Un polar au cœur de l’actualité
En prologue, dans les environs de Lyon, un homme tue deux individus qu’il rend responsables d’assassinats. C’est au Mali, à Bamako, que Souleymane Camara, dit Solo, traîne son mal-être. Ancien flic de France, il est devenu détective privé. Il a acquis une solide réputation en menant quelques affaires promptement, avec succès. Il reçoit la visite de Faten Tebessi, une avocate française. Elle est là pour aider Bahia, sa jeune sœur, qui s’est fait prendre, à l’aéroport de Bamako, avec treize kilos de cocaïne. Elle risque une très lourde peine. Solo hésite, mais devant les arguments avancés par la jeune femme, il décide de s’occuper de l’affaire. Il sera l’intermédiaire pour convaincre, contre une somme conséquente, le juge d’instruction d’être indulgent vis-à-vis de Bahia.
Mais, si le juge se laisse facilement acheter, Bahia est retrouvée égorgée, flottant dans le Niger. Faten veut que Solo retrouve les assassins pour se venger. Ce dernier ne veut pas aller plus loin. Alors, la jeune avocate fait courir le bruit qu’il a accepté son contrat et qu’il traque les responsables du meurtre pour les tuer.

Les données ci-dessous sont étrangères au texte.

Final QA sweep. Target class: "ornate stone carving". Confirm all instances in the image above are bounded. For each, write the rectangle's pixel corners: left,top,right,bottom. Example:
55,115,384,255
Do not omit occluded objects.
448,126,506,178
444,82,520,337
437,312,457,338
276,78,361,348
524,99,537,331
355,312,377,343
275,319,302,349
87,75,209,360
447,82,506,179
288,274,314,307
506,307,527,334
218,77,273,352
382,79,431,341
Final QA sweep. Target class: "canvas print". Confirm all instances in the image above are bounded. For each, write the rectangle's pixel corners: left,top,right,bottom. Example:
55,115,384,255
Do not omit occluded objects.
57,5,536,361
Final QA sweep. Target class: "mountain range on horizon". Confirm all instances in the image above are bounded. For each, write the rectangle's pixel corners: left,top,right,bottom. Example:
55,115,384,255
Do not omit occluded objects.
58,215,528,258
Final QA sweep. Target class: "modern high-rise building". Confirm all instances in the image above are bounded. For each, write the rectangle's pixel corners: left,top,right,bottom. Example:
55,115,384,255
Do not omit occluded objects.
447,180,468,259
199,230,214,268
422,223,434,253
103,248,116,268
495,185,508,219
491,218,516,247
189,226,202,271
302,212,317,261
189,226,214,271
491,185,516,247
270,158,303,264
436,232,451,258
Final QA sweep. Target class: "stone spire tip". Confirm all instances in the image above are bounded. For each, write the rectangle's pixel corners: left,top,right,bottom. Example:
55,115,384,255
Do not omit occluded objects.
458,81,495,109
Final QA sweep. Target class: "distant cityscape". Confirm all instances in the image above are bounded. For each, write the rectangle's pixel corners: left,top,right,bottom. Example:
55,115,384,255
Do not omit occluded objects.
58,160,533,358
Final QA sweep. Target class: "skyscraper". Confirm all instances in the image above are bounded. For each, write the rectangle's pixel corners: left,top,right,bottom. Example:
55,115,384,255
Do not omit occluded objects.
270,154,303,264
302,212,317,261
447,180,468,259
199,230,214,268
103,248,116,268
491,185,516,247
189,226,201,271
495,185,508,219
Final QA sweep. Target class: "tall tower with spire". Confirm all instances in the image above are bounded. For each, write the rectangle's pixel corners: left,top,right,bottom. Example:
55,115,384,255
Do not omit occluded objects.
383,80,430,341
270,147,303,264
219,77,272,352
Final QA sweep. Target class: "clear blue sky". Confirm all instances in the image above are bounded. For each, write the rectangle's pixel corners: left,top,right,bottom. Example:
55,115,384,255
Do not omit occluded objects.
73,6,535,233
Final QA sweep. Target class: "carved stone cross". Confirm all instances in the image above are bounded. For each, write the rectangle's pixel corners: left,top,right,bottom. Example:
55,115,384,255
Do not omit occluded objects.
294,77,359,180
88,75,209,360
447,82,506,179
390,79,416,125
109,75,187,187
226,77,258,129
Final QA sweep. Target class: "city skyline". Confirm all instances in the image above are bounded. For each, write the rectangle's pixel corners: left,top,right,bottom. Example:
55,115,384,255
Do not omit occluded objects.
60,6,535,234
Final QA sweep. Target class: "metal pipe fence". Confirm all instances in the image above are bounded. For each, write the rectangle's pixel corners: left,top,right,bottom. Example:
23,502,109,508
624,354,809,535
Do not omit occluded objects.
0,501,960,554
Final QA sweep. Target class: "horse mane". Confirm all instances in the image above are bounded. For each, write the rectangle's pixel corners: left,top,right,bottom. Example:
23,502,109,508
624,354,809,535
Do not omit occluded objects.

En rentrant chez lui, Solo trouve trois hommes qui le menacent. Pour appuyer leurs dires, ils coupent la main de Drissa, son ami et « gardinier » qui s’éteint, quelques heures plus tard, à l’hôpital. Solo alors ne vit plus que pour venger la mort de son ami. Il ne sait pas encore, bien qu’il s’en doute, qu’il entre en guerre contre une structure mafieuse bien implantée dans le trafic de drogues et absolument pas décidée à se laisser faire…
L’auteur a choisi de placer son intrigue au Mali, un pays qu’il connait bien. Pour son activité professionnelle, il a passé quatre ans à y traquer des trafiquants de drogue, dans le cadre d’une coopération. C’est donc dans ce décor, et dans ce domaine, qu’il développe une intrigue autour d’un héros au passé tourmenté. Celui-ci s’est refait une existence dans son pays d’origine. Malgré ses succès d’enquêteur, il traîne un mal-être qu’il noie dans des flots d’alcool, ce poison en vente libre qui n’efface les mauvais souvenirs que momentanément.
Laurent Guillaume place son personnage, entre héros et anti-héros, dans une enquête périlleuse et propose une intrigue aux actions musclées. On ne peut s’empêcher de trouver des ressemblances avec ces “privés” qui officiaient dans les années 1950/60, qui consommaient force boissons corsées, recevaient des coups et des horions à longueur de roman, plaisantaient avec leurs bourreaux et avaient la répartie cocasse même dans des situations dramatiques. Cependant, ces “privés” réussissaient à vaincre l’adversité, combattre le Mal et faire triompher, à défaut de justice, certaines idées morales.
Le romancier donne une image inhabituelle de ce pays, de son administration, du fonctionnement de ses structures. Il explicite les ramifications et les interactions entre fonctionnaires de police et de justice, présente la corruption telle qu’elle se pratique, sans juger ni condamner. C’est un état de fait, une “tradition” initiée au plus haut niveau de pouvoir. Mais il montre aussi que des fonctionnaires savent rester intègres et assurer leur mission sans compromission. Il truffe son récit de remarques sur le Mali, sur Bamako, sur le sort des métis, sur leur place difficile à trouver, car ils ne sont nulle part. Il dresse un portrait réaliste d’une population résignée, fait ressentir avec véracité le découragement que peuvent éprouver ceux sur qui pleuvent toutes les misères, les accidents de la vie.
Laurent guillaume signe, avec Black Cocaïne, un roman solide, avec une intrigue bien menée où l’action prime pour le plus grand plaisir du lecteur amateur d’aventures et de dépaysement.
serge perraud
Laurent Guillaume, Black Cocaïne, Denoël, coll : “Sueurs froides”, octobre 2013, 256 p. – 1700 €.